I. Becoming a Sobsister.
II. Tramp Reporters.
III. City Editors I Have Known.
IV. Paste and Shears and Colyums.
(Fourth of a series of stories by Beatrice B. Andrews, each complete in itself.)
“You may paint, you may paper these walls if you will,
The scent of these verses will cling to them still.” —J. H. K.
John King pounded out the sentiment on a bit of copy paper, smeared the back of the sheet liberally with paste, leaned across his table, and plastered it, at a slight angle, on the wall.

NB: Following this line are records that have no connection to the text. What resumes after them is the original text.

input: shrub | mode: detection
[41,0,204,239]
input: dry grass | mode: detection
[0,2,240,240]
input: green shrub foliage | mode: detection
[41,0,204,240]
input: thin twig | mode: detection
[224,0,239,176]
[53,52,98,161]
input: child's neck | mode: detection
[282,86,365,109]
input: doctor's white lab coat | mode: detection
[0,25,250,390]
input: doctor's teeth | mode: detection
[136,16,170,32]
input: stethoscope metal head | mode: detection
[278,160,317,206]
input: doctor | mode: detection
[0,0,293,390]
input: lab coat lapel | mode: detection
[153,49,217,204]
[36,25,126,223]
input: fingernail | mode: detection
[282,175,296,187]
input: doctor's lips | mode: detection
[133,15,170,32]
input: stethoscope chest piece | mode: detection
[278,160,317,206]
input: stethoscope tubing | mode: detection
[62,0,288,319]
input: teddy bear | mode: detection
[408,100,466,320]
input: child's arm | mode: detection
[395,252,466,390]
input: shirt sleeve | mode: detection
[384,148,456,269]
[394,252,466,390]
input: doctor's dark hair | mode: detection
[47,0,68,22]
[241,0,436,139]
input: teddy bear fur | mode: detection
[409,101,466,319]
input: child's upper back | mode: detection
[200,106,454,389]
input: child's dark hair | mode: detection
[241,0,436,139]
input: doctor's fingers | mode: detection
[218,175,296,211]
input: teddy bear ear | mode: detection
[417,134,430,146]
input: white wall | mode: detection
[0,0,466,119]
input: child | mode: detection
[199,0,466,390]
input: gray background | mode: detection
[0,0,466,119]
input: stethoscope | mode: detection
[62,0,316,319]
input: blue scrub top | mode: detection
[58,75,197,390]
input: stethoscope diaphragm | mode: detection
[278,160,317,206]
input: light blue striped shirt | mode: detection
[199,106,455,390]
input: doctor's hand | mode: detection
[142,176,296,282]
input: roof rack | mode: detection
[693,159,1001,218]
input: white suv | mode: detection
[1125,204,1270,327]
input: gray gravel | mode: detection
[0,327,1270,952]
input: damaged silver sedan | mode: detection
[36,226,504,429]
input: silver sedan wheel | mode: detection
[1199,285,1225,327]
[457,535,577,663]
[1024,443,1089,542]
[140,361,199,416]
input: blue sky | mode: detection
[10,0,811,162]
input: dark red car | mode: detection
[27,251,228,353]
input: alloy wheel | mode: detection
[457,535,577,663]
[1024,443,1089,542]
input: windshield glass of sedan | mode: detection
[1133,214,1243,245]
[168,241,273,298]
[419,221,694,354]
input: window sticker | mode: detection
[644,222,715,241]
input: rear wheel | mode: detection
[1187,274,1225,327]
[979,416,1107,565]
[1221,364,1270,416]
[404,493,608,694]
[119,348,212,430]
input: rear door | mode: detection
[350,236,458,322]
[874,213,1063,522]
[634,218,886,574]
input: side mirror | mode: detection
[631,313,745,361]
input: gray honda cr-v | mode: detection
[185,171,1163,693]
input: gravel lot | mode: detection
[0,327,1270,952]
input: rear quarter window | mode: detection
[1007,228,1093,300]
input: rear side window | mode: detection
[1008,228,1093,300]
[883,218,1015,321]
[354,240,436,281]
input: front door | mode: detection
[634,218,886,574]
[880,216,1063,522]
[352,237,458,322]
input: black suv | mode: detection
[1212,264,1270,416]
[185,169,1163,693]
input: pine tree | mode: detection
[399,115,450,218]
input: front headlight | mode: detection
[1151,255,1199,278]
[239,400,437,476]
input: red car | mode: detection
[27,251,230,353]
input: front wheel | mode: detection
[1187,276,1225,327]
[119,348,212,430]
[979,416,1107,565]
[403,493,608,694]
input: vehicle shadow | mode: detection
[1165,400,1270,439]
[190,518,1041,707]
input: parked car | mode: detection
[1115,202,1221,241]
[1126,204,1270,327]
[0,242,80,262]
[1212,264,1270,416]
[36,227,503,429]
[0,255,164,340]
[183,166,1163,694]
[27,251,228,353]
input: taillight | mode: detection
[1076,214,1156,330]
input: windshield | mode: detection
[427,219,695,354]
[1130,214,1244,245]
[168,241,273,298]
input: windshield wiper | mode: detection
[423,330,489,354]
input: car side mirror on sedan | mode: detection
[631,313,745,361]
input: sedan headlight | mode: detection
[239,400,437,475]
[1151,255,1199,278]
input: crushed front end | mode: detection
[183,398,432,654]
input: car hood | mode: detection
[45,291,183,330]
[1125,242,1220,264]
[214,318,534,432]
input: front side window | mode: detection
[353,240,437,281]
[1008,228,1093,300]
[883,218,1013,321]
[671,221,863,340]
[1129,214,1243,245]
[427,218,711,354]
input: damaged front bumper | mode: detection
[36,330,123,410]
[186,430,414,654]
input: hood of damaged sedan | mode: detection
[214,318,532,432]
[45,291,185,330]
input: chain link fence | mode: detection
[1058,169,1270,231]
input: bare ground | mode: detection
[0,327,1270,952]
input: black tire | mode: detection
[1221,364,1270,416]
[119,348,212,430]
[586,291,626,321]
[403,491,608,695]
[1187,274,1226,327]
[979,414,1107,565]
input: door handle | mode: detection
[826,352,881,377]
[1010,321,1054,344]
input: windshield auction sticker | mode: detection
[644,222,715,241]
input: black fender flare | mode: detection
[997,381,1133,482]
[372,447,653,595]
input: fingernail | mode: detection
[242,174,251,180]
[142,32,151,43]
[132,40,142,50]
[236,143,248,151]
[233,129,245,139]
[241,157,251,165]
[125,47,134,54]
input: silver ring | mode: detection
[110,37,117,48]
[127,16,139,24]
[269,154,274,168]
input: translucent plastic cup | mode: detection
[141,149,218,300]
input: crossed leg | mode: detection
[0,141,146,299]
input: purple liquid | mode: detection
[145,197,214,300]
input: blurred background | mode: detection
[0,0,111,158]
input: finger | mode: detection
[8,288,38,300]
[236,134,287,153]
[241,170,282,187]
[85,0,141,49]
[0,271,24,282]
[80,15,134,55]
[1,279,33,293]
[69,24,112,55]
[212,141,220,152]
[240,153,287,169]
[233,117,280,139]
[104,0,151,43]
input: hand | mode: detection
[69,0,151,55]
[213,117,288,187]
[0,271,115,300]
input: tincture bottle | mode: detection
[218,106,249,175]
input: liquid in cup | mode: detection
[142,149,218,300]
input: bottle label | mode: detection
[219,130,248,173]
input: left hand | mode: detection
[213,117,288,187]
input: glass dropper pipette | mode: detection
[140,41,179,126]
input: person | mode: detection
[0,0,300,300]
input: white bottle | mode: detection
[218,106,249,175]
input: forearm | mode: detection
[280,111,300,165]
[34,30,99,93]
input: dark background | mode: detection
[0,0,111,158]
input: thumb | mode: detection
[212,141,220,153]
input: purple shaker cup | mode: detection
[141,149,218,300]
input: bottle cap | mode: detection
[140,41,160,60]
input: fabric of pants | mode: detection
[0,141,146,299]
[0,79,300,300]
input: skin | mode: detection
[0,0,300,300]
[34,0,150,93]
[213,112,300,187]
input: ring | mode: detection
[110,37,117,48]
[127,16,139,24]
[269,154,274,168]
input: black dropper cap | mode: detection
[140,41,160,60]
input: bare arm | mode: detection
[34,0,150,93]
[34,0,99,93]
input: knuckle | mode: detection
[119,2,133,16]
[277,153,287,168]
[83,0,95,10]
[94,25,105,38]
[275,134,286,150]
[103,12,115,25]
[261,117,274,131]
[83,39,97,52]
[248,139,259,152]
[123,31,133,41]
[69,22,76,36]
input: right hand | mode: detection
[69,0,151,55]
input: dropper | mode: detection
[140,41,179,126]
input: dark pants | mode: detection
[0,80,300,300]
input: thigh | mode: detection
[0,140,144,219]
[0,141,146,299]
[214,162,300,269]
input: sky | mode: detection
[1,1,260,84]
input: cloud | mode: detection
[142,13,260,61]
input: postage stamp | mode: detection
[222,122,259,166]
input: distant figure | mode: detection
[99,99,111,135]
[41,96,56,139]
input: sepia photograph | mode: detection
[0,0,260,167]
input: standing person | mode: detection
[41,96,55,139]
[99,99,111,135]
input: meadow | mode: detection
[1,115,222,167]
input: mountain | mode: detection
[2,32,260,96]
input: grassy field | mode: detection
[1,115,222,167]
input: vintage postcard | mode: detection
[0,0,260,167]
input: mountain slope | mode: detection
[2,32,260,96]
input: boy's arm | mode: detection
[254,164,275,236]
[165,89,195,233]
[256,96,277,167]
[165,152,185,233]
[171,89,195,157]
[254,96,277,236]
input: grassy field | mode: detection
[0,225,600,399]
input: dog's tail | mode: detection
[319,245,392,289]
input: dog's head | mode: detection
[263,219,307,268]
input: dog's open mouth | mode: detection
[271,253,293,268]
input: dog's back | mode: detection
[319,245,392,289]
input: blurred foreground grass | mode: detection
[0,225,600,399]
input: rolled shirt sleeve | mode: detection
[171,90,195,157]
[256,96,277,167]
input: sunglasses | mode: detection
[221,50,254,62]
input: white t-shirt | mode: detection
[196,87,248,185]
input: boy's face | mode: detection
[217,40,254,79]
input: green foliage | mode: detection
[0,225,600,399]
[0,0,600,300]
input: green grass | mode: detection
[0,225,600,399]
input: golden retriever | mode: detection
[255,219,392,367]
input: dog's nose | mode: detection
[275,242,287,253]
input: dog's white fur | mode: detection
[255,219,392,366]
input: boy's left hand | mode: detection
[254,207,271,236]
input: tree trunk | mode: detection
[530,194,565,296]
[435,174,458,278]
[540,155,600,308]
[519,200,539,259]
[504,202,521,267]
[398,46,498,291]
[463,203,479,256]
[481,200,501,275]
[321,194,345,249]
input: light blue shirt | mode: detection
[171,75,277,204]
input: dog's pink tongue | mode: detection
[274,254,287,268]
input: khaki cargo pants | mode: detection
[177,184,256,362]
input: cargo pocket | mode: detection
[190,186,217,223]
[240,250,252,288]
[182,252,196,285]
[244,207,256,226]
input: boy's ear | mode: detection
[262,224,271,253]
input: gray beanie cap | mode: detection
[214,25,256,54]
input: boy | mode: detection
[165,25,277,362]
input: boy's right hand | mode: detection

The wall was already covered with similar offerings. Interspersed here and there were cartoons, picture postcards from absent members of the old News gang, recalling bits of office fun, newspaper headlines arranged in a great hodgepodge of letters large and small to form sentences which were of a mystical nature to all save the initiated.
And “pomes”—
There were poems about the stove and the fire which would not burn, odes to the coke in the fuel box, pomes on the futility of life and the cruelty of work, odes to John King, one of the first of the gang to embrace matrimony, and many, many more. Some of them were rank enough, heaven knows. No wonder King mentioned the “scent.”
The play hour in the old News office came when the forms were closed and the editor lingered in the composing room for the casting of the last stereotype form and the first paper from the press.
Then pipes, cigars, and cigarets were lighted anew, the smoke in the air became a little thicker, the doings of the day were discussed at leisure, old office jokes were bandied back and forth and new ones were sprung.
The telegraph instrument ceased its sputtering racket except for an occasional spasm when late race results or bits of sporting news came over the wire.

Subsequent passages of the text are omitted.